More than that, Spiridonova's elegance and mature attitude in competition show evidence of a strong head and an adherence to the fundamental principles of gymnastics - economy of line, an effortless, gravity-defying appearance to all her work, and complexity that does not rely on tumbling as its main source of difficulty.  In any other era Spiridonova would have the potential to be a leader all around.  Yes, her falls in qualification were a let-down, and ultimately denied her a place in the final, where no doubt she would have finished in a relatively lowly position. But under a Code that values only Execution and Difficulty, the aesthetic value of work will always be denied in favour of efficiency and reliability.  Would you prefer a Porsche to a Volvo?  The FIG has decided on the latter, gymnastically speaking, even if the engine has been souped up.


No doubt for some of you this will be a controversial thing to say.  How shocking to support Spiridonova, who can't get through a beam routine without hopping to the ground, and whose tumbles are so basic!  She will never win anything!  She certainly doesn't have the greatest record or reliability and her difficulty on vault and floor leaves a lot to be desired.  But what I am speaking of is a different way of judging gymnastics (as opposed to evaluating it), a different paradigm entirely.  A perspective, an added dimension that tragically has been lost to the sport.  

So, it may be perfectly obvious, I found much of the Glasgow women's competition unwatchable, including much of the Russians' work, especially when they were falling all over the place.  A distorted and mangled crazy spectacle of muscled contortions and ungainly flights.   If I wanted to watch acro I would choose an Acrobatic Gymnastics competition, where the form and execution is miles better and where they don't attempt to pretend that they are performing.  Don't tell me about gymnasts who are attempting to recapture elegance in their work through incorporating leaps and turns in place of tumbles.  Gymnastics is supposed to combine elegance and innovation, not be a watered down shadow of itself and such attempts are merely a superficial nod in the direction of artistry.  They do not capture the magnificence of artistic gymnastics at its best, and invariably focus mainly on floor, without considering the other apparatus.  The phenomenon of virtuosity, a character of work that made a gymnast unique and recognisable across all four apparatus, has largely been lost.  This is about more than toe point and leg line or indeed anything that can be put into words or listed systematically in a Code of Points.  You can't make a scribble into a straight line without losing some meaning along the way.
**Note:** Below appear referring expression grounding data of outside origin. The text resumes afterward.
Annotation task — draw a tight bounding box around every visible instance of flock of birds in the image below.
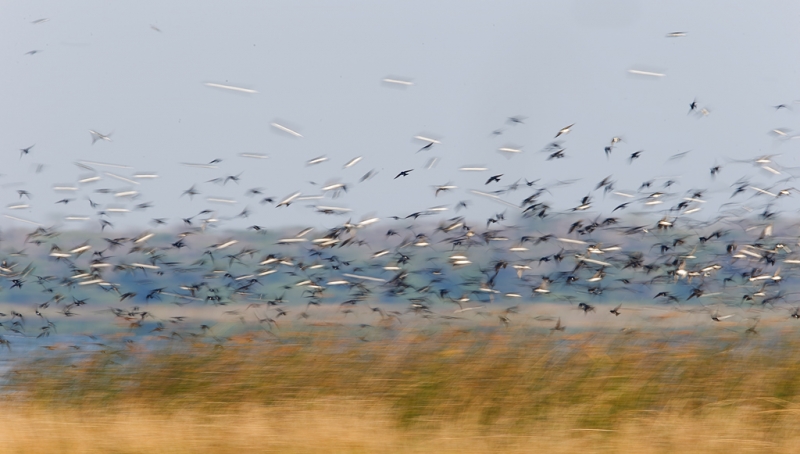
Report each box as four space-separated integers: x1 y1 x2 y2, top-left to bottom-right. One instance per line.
5 22 800 355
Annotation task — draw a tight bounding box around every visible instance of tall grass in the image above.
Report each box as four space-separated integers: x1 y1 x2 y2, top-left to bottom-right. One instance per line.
4 326 800 452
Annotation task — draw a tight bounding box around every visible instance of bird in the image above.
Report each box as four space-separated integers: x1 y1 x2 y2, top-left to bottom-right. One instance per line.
394 169 413 179
89 130 113 144
19 145 34 159
555 123 574 138
485 174 503 185
711 309 734 322
182 185 200 198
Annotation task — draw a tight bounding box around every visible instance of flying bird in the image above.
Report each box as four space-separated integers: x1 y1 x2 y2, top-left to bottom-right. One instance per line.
90 130 112 144
485 174 503 185
555 124 574 138
19 145 34 159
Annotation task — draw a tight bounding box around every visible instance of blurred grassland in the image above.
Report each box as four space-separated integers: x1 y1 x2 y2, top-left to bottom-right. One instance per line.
3 326 800 453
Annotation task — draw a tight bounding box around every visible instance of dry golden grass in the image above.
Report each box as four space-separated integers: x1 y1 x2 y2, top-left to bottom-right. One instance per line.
3 325 800 453
2 403 799 453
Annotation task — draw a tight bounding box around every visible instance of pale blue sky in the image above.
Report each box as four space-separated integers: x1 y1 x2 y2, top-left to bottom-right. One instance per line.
2 1 799 230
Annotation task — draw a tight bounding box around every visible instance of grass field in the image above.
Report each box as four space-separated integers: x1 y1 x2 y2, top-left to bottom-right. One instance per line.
3 325 800 453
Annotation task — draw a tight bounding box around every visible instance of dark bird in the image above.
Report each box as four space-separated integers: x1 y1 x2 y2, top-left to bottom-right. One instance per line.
19 144 34 159
485 174 503 185
394 169 413 179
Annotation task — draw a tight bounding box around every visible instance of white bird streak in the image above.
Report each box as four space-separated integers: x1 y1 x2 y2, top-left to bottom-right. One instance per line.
204 83 258 94
343 273 387 282
382 78 413 86
470 190 522 210
307 156 328 166
278 192 301 206
628 69 665 77
750 186 777 197
271 123 303 137
343 156 362 168
576 256 613 267
131 263 160 270
135 233 155 243
78 161 133 170
4 215 42 226
557 238 587 245
105 172 140 185
215 240 238 250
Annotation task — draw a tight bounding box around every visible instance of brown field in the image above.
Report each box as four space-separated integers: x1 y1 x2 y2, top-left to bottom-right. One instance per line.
3 325 800 453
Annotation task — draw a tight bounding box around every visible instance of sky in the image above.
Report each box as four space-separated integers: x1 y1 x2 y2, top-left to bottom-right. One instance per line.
1 0 799 232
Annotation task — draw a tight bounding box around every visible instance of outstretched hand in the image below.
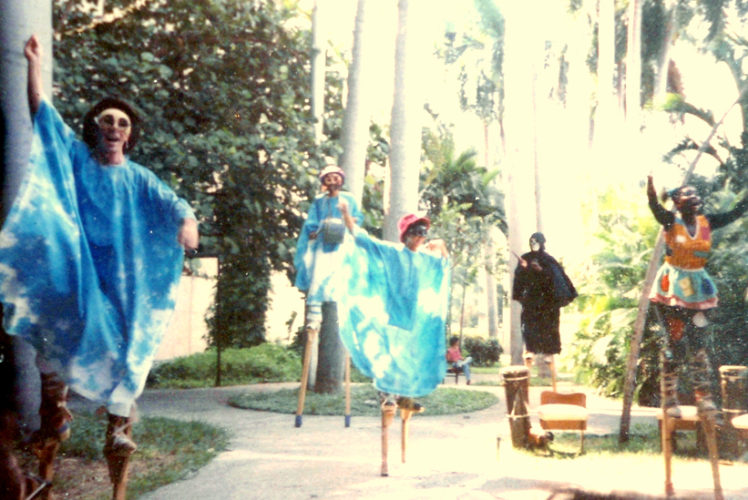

Yes, there were also too many falls.  There are too many injuries everywhere.  All of these things are the consequence of a Code that values D score too highly, that attempts to measure rather than judge execution, that puts administration above artistry and values political correctness above creativity.  That misunderstands what bias and objectivity are and plants its own value judgements as absolute without considering a wider frame of reference.

So that's why I say - look again at Spiridonova and value her for the aesthetic of her work as well as for her difficulty and execution.  She is no Ilienko, but there are nascent qualities that come from the training.  In perhaps more concrete terms, closer to the way that some of you think today, value her as a gymnast of strong mentality, the only gymnast of her generation to survive and thrive in Russia's current team environment.  Who else but Spiridonova has consistently contributed to the team's medal count since 2012?  Only the veterans of London, and they will probably retire post Rio.  Tutkhalyan and Kharenkova have potential, but the team's spirit needs lifting if they are to produce extraordinary results.  Gold would make all the difference, and at present Spiridonova is the only 'new' Russian who looks to have the strength of will and confidence to lead the way.  They may well need her in Rio - for more than just the countable things.